The danger of Rivette’s approach, of course, is boredom. And indeed, the movie feels extremely long, much longer than its three hour running time. But it’s not boring for a second; it needs to feel long. To deny us a sense of duration is a great cinematic sin, a waste of one of the medium’s most basic qualities, but it’s a sin that Rivette, the master of the generous running time, is never guilty of. It’s not that you’re unaware of the time passing; it’s precisely that you are aware of it, but aware of it as you would be if you were within the movie rather than without.

Sleepy Hall

January 15, 2008

Staying awake for 36 hours and then watching a film is something I wouldn’t recommend doing (often, at least). I remember my first such “sleepless” experience: sitting in the front row for Von Trier’s Element of Crime. Every time I closed my eyes, I’d drift off into a 30 second lull, and wake up to the darkness of the cinema hall. The film didn’t help either. The scenes were all mostly shot at night and shades of black permeated the screen at all times. I just wonder, if the film had been Europa (his second film) instead, I’d slept like a log from the hypnotic opening scene itself, which incidentally bears a close resemblance to Lynch’s opening sequence in Lost Highway.

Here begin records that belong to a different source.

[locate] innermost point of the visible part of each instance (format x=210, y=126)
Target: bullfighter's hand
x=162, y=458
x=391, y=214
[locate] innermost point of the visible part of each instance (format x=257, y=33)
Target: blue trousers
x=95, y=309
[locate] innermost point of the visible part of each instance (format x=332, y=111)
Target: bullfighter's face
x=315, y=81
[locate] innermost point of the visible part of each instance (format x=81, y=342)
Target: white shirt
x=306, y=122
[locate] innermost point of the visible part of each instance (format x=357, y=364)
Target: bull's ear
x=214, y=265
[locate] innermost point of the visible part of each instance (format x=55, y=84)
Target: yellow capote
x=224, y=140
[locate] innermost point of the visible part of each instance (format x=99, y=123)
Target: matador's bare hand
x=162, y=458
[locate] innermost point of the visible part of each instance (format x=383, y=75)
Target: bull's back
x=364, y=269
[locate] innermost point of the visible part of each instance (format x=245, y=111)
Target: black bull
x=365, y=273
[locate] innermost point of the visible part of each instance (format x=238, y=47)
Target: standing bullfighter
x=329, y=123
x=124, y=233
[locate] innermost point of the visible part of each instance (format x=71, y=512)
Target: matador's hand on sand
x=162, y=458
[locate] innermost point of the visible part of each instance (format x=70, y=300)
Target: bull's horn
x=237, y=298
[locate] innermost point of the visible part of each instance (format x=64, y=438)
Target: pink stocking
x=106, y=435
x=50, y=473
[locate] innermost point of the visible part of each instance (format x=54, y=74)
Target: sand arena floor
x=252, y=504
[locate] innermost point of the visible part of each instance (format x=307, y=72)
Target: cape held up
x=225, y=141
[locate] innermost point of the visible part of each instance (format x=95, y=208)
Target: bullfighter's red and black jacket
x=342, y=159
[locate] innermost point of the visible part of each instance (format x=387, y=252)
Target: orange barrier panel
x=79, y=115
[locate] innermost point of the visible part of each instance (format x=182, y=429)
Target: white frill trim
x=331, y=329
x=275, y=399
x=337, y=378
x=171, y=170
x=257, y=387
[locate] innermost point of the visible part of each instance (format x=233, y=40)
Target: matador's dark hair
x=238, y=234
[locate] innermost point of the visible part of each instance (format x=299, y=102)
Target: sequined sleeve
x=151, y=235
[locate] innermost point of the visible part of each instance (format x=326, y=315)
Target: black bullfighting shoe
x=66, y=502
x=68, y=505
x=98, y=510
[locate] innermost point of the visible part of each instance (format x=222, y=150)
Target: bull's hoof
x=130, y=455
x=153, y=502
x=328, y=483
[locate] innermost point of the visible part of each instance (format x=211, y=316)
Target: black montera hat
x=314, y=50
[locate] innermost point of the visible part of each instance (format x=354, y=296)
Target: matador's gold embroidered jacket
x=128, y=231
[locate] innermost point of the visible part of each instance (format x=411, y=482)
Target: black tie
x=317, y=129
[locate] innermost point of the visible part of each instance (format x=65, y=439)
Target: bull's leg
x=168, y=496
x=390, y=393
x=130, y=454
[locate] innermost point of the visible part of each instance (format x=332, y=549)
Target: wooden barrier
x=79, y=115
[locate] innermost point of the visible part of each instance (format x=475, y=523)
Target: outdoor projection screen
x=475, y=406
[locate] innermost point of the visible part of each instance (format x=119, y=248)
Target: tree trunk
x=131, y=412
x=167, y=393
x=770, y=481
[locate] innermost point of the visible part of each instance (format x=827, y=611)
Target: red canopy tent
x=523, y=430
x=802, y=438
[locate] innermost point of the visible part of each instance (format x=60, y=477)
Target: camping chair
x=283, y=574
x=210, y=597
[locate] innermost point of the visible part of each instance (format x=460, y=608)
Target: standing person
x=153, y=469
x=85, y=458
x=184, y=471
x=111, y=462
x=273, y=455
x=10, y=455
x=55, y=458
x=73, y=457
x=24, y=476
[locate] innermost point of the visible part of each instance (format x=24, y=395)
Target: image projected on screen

Just yesterday was my second “sleepless” film, Julie Delpy’s 2 Days in Paris. The film was alright; it underplays the role of Paris, which is good, but features some unlikeable characters throughout. And Delpy is as beautiful as in Blanc.


January 5, 2008

an2.jpg[From Anois’ MySpace page]

In the north of Germany two young kids try to build their own interpretation of these feelings. Far from the world, settled right on the top floor, with two dormer windows where the rain drips on when it’s unpleasant outside, the two kids record their fragile folk-electronica songs with simple instruments. They play guitar, melodica, fan organ, glockenspiel and other acoustic things, while the floorboards creak and the chairs rumble. Everything around is going to be recorded, when they use their voices. And then the glitchy blips and bleeps join the songs to get the taste of electronica.

Lars Kranholdt and Anne Baier are Anois. Two voices that maybe remind you of your own lost heart or of your traces in the cold white snow, when it’s winter outside. It looks simple, but it really takes some time to understand.

Anois’ beautiful debut EP Tracery on a Frosted Window is freely available from the artist-embracing label Poni Republic.